政治闘争でも難しいだろう。相手は王子だ。
ならば……暴力を用いる。
もちろん、私には何の権限もない。
大した力もない。
ならば罪に濡れてでも。
戦うまで。
◇ ◇ ◇
建物の裏手から出て、通りを足早に歩く。
前から来た男と、すれ違う。
……懐の巻紙を一つ渡す。
そのまま、裏通りを行こうとし――
「お、おいあんた。今そっから出て来たよな?」
暗がりですぐ見えなかったが、何人か薄汚れた男たちがいる。
通りを塞がれた。

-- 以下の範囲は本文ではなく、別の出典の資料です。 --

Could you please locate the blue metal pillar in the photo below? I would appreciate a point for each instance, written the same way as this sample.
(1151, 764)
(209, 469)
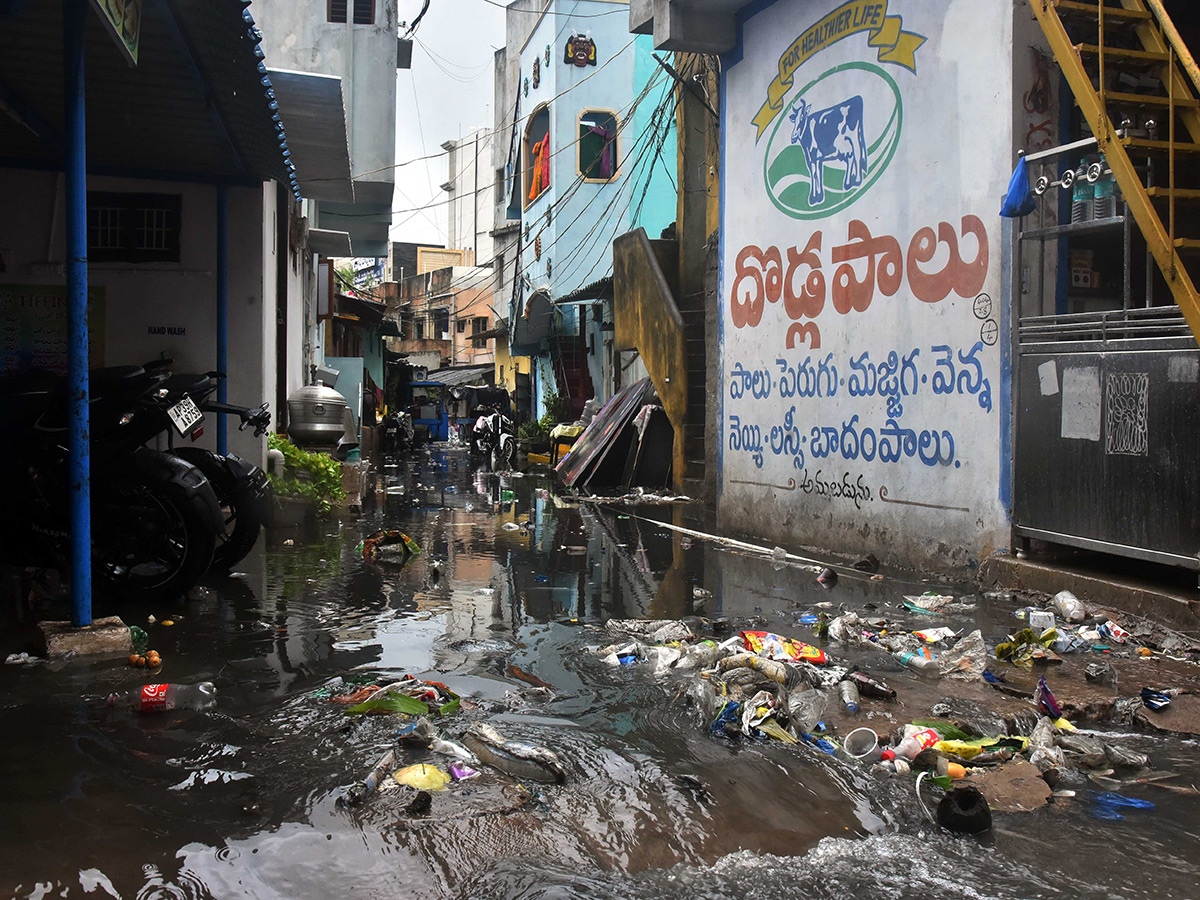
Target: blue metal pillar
(75, 19)
(222, 311)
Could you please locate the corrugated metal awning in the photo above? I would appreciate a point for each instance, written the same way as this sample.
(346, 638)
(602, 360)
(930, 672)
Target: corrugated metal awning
(195, 107)
(313, 111)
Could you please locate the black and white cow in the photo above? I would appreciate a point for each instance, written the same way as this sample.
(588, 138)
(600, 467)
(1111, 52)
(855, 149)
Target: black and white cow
(833, 133)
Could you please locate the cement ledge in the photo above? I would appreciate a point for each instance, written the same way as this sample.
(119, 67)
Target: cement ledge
(1171, 606)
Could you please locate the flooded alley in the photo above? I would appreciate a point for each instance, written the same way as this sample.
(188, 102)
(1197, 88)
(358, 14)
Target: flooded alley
(503, 606)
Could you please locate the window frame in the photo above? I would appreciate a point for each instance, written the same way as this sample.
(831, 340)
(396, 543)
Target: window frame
(527, 156)
(131, 226)
(579, 144)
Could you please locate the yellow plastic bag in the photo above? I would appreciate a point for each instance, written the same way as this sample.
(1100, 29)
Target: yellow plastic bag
(423, 778)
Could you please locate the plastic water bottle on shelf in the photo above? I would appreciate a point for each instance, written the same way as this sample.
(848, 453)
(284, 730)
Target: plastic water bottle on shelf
(1081, 197)
(161, 697)
(1104, 204)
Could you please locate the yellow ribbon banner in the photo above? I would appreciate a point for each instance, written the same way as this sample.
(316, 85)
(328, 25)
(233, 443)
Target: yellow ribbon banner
(851, 18)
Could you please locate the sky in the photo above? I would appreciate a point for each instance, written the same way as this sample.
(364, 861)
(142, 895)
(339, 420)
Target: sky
(447, 94)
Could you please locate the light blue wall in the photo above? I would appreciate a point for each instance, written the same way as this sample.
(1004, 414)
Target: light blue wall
(576, 240)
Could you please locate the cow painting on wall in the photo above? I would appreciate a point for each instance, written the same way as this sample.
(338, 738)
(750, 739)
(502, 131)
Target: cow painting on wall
(832, 133)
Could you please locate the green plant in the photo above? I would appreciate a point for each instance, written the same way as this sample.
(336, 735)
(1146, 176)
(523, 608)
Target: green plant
(316, 478)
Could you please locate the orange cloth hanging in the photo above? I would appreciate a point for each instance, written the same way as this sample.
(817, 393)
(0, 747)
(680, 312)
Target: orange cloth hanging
(540, 180)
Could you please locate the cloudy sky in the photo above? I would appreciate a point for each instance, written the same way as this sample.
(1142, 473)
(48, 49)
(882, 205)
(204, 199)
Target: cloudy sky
(444, 95)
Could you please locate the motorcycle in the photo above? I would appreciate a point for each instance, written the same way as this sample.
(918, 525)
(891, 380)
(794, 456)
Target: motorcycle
(243, 489)
(496, 437)
(397, 433)
(155, 517)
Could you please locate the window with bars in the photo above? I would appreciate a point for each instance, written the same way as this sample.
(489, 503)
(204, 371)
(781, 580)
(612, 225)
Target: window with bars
(363, 11)
(133, 227)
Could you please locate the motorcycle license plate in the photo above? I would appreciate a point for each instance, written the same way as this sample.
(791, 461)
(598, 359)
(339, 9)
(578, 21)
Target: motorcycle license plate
(185, 415)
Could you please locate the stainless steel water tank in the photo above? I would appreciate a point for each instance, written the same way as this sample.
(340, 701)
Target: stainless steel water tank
(315, 415)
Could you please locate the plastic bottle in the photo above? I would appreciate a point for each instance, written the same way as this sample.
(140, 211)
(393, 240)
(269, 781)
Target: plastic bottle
(805, 708)
(847, 691)
(1105, 190)
(870, 687)
(917, 661)
(1068, 606)
(161, 697)
(912, 745)
(1081, 197)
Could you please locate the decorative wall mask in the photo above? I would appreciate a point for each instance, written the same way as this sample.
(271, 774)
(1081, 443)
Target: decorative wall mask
(581, 51)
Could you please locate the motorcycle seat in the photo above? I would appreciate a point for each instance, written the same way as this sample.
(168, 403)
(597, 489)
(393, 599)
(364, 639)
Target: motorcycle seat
(187, 383)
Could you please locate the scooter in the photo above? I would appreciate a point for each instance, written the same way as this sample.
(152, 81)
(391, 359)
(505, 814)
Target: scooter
(496, 436)
(155, 517)
(243, 489)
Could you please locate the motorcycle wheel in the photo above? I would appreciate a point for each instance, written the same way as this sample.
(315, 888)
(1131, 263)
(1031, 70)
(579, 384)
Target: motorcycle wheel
(243, 525)
(148, 543)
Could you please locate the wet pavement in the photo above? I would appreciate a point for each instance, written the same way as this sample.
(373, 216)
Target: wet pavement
(243, 801)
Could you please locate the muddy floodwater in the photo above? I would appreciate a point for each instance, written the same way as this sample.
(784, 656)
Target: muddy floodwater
(244, 801)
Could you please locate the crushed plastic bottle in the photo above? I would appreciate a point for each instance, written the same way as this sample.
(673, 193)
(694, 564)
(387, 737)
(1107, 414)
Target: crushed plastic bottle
(917, 661)
(847, 693)
(161, 697)
(1068, 606)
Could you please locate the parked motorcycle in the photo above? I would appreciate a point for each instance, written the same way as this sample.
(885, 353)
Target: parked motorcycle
(155, 517)
(495, 437)
(243, 489)
(397, 433)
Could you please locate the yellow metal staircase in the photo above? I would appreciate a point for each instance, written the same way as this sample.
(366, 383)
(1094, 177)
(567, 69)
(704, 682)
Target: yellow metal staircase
(1095, 45)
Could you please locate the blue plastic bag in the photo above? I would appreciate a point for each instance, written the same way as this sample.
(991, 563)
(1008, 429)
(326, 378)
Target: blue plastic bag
(1019, 201)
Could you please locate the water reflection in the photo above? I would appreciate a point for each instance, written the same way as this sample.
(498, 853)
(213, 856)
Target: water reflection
(510, 588)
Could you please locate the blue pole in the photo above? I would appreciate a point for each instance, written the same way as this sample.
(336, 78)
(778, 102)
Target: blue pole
(222, 310)
(75, 21)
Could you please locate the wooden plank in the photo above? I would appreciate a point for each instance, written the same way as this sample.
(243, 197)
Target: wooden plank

面倒だな。
被っていたフードをとって。
懐のものをいくらか、投げてよこした。
「やるよ」
金貨が、石畳に散らばる。
先の建物――男爵の屋敷にあったものだ。
王国の一男爵が持てるようなものではない。
男たちは金貨に群がる。
よし。道が拓いた。今のうちだ。
私は裏通りを抜け、大通りまで出ると、懐の金貨をばらまきながら歩く。
「コンゴ男爵は税も払わず、金貨を貯め込んでいた!
そら拾え!
使ってしまえ!
これは皆の金だ!」
私は顔を見せながら大通りを歩き、騒ぎで人のいなくなった門を抜け、街を出た。
しばらく進み、林に入って外套を脱ぎ。
顔からそれを、剥がす。
髭面の下から、私の火傷顔が現れた。
剥がしたぬるりとしたそれは、懐から取り出した瓶にしまった。
欲しかった証文は、手に入った。
次だ。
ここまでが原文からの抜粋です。